SAN ANTONIO – Based on their experiences there, several volunteers at the Freeman Coliseum Expo Hall said they were surprised by Gov. Greg Abbott’s announcement Wednesday that Texas Rangers are investigating possible abuse and other “credible” allegations at the facility.
Yet they expressed concern over any possible abuse that might have occurred.
They agreed with Giselle Thompson, who volunteered there most of last week and will be back this weekend.

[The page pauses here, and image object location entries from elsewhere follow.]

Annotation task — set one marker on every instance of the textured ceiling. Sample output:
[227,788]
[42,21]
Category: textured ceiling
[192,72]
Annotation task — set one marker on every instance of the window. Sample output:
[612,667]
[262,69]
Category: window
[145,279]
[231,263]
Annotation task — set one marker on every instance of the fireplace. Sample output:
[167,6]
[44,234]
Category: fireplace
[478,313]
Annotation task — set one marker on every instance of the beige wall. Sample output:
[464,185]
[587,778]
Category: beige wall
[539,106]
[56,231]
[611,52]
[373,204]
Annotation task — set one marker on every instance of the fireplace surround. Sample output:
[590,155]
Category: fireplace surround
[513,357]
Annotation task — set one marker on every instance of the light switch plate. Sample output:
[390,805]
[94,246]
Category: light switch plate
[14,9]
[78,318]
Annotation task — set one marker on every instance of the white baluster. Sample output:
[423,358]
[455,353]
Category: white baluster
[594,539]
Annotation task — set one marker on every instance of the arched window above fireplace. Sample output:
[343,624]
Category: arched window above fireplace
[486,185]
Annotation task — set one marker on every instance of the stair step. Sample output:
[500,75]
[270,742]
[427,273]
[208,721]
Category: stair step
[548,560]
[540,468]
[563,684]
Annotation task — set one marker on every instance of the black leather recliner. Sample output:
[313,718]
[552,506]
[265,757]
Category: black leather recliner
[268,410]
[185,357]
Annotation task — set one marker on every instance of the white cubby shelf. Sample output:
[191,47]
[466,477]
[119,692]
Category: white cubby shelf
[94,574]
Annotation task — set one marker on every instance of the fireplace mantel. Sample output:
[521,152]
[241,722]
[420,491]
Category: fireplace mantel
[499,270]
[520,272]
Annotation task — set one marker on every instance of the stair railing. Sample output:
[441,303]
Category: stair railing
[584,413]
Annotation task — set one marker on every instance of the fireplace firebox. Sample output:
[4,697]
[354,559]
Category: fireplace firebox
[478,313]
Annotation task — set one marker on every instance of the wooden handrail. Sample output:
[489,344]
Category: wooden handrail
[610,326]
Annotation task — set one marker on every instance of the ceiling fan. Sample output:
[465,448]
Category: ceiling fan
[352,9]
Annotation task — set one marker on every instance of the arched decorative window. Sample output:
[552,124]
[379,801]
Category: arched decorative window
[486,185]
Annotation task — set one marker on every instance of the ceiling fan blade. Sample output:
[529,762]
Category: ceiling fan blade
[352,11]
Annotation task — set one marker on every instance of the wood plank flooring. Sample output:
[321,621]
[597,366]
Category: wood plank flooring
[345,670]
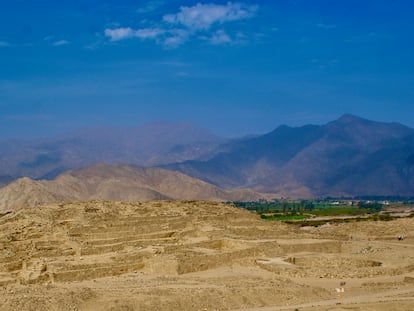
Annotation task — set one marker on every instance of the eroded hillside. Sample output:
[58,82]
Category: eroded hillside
[197,256]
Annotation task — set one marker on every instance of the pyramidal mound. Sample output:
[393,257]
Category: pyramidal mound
[115,182]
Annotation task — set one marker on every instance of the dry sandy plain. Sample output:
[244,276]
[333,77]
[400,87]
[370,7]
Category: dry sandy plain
[198,256]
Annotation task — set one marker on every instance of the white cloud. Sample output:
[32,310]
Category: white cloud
[203,16]
[60,43]
[149,33]
[119,33]
[150,6]
[220,37]
[196,21]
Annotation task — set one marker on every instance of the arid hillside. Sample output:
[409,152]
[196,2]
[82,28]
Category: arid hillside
[188,255]
[115,183]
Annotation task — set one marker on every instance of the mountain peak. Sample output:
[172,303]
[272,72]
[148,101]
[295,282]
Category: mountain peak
[349,118]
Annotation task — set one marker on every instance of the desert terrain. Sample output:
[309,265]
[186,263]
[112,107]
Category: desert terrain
[191,255]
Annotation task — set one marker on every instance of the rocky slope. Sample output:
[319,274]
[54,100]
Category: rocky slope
[115,183]
[350,156]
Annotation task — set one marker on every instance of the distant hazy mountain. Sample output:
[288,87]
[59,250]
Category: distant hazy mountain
[349,156]
[147,145]
[115,183]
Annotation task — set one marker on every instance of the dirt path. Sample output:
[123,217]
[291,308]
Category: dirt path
[387,296]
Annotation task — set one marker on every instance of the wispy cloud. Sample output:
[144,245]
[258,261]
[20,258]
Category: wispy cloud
[220,37]
[119,33]
[151,6]
[60,43]
[196,21]
[203,16]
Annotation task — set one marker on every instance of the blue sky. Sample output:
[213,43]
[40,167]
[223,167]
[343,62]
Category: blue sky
[234,68]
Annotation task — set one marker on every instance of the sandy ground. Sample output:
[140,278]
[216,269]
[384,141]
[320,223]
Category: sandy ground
[198,256]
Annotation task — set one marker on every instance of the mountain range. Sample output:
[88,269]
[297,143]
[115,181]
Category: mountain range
[148,145]
[350,156]
[115,182]
[347,157]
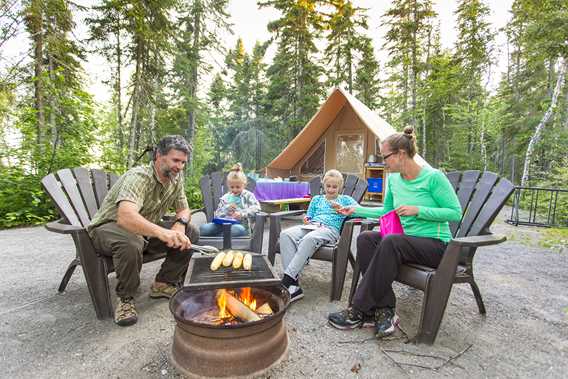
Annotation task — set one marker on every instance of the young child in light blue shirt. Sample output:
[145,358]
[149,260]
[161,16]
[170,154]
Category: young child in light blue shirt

“Any allegation, any child that comes forward with any of these types of allegations, you have to listen to them,” Thompson said.
But otherwise, judging on what Mark Praetor saw last week when he volunteered for several hours there, “My impression was that the youth had been pretty well taken care of, given the circumstances.”
Learning what the governor had said, Praetor said, “It sounded like maybe he hadn’t visited yet.”
Praetor’s wife, Melinda, who also volunteered for a shift last week, said she disagreed with what the governor was saying about COVID-19 positive youth not being segregated from the others.
“That was kind of frustrating just because that was not what I witnessed at all,” Melinda Praetor said.
Abbott also said it was alleged the young migrants, most of them teenagers, were not being properly fed.
“They have lots of food,” Thompson said. “The kids sometimes complain that they’re feeding them too much.”
Thompson said it would help if the meals were spaced out since the migrants get generous morning and afternoon snacks.
However, the volunteers agreed more adult staff and volunteers are needed to work with the 1,645 migrant youth temporarily housed there as of Tuesday night.
“I know that they’re trying to do a lot of hiring,” Thompson said. “They’re trying to get a lot of volunteers.”
A spokeswoman for the U.S. Department of Health and Human Services said she could not comment on the allegations since those are under investigation.
But she said trained youth care workers and security personnel are monitoring the migrant youth around the clock.
Thompson said it this way: “There are people everywhere all the time,” even adults outside the bathrooms and port-a-potties counting the number of young migrants when they get in line and after they’re all done.
She also said they quickly go in and out because “they know that there’s other kids waiting.”